Gardon d’Anduze et Gardon d’Alais se confondent à leur tour en Gard, grand collecteur qui, peu loin du vieil et célèbre aqueduc romain devenu viaduc moderne, livre au seigneur Rhône presque toutes les pluies des Cévennes.

Ici, avons-nous dit (p. 18), on peut réellement parler de ligne de faîte entre les eaux océaniques et les méditerranéennes, et le mur de partage est bien mince parfois : souvent il n’y a que 200 ou 300 mètres de distance entre le lit d’un sous-affluent du Tarn et celui d’un tributaire du Rhône ; le développement des crêtes, qui changent dix fois de direction, est de 50 kilomètres de l’Aigoual au Bougès, pour un éloignement aérien de 28 kilomètres seulement.

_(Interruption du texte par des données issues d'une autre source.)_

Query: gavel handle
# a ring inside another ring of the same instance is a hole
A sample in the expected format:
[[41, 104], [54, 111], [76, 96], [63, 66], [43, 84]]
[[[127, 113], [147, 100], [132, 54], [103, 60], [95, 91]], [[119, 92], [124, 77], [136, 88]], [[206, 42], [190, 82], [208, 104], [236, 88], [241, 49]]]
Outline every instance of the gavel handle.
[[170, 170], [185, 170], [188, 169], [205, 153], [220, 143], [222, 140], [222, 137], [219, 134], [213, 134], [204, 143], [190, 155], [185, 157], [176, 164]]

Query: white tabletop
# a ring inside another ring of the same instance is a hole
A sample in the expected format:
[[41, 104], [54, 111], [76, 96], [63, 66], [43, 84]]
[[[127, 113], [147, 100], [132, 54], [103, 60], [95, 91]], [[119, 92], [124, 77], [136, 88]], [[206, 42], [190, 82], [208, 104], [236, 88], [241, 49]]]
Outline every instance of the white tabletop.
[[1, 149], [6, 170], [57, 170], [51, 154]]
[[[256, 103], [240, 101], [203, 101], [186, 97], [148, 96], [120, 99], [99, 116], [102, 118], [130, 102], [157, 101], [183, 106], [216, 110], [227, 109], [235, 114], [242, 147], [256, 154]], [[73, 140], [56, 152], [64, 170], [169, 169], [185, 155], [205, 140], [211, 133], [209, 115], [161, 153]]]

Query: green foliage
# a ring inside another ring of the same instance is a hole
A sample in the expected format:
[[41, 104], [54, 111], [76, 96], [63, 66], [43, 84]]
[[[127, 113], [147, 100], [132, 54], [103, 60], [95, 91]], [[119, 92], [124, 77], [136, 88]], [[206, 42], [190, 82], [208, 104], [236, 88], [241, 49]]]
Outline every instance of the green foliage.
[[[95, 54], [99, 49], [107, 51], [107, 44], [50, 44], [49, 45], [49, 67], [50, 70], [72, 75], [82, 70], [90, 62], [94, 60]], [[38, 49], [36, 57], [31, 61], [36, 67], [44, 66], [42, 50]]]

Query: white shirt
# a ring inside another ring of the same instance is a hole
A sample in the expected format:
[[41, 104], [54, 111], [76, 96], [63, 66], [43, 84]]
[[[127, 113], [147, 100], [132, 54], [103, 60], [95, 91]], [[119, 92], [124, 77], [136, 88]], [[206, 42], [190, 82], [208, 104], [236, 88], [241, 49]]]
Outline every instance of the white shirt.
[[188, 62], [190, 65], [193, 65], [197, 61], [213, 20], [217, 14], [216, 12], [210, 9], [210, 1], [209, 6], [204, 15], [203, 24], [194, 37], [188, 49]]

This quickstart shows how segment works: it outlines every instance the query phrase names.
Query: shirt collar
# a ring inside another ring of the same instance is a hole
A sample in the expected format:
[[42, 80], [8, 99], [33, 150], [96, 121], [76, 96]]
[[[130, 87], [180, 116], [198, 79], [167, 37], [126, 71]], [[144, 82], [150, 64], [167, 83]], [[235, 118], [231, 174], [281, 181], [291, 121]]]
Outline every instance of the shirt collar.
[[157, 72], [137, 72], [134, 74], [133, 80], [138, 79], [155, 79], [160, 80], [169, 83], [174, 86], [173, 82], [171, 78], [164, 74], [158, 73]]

Rien qu’à titre d’énumération, voici les cotes principales et les noms que la carte attribue à ce mur séparatif des Gardons et du Tarnon :

Hort-Dieu, 1,567 : cotes 1,399, 1,315, 1,359, d’où se détache vers le sud-est le contrefort du Liron (1,180 et 1,008), qui sépare les bassins de l’Hérault et du Gard ; 1,228 (arête orientale de l’Aigoual); Tarnon (signal), 1,097; cote 1,137; col Salides, cote 1,160; col du Marqueirès (route des Vanels à Saint-André-de-Valborgne), cote 1,143; plateau de la Can de l’Hospitalet, 1,106, 984 (à Montgros), 1,112 (signal de l’Hospitalet); col de Faisses, 1,020 (route de Florac au Pompidou et à Saint-André-de-Valborgne); Barre-des-Cévennes, chef-lieu de canton lozérien (625 hab. la comm., 358 aggl.), sur la crête même, à 930 mètres, au point le plus bas des Cévennes, longue crête cotée 995, 996, 1,009, 974, et suivie par la route véritablement suspendue de Florac et de Barre à Saint-Germain-de-Calberte et Alais : cote 1,168, point culminant d’entre Aigoual et Bougès ; le Cabanis (signal), 1,166 : cote 1,076; col Jalcreste, 957 (route de Florac à Alais par les vallées de la Mimente et du Gardon de Deze); enfin signal de Saint-Maurice, 1,354 mètres, où finissent les Cévennes proprement dites et d’où s’allonge vers l’ouest, perpendiculairement à leur axe, le chaînon du Bougès (1,424 m.), entre le haut Tarn et la Mimente. Ces montagnes, assez pittoresques grâce à leurs multiples contournements et aux entrecroisements de leurs creuses vallées, doivent surtout leur célébrité à leurs tristes souvenirs historiques.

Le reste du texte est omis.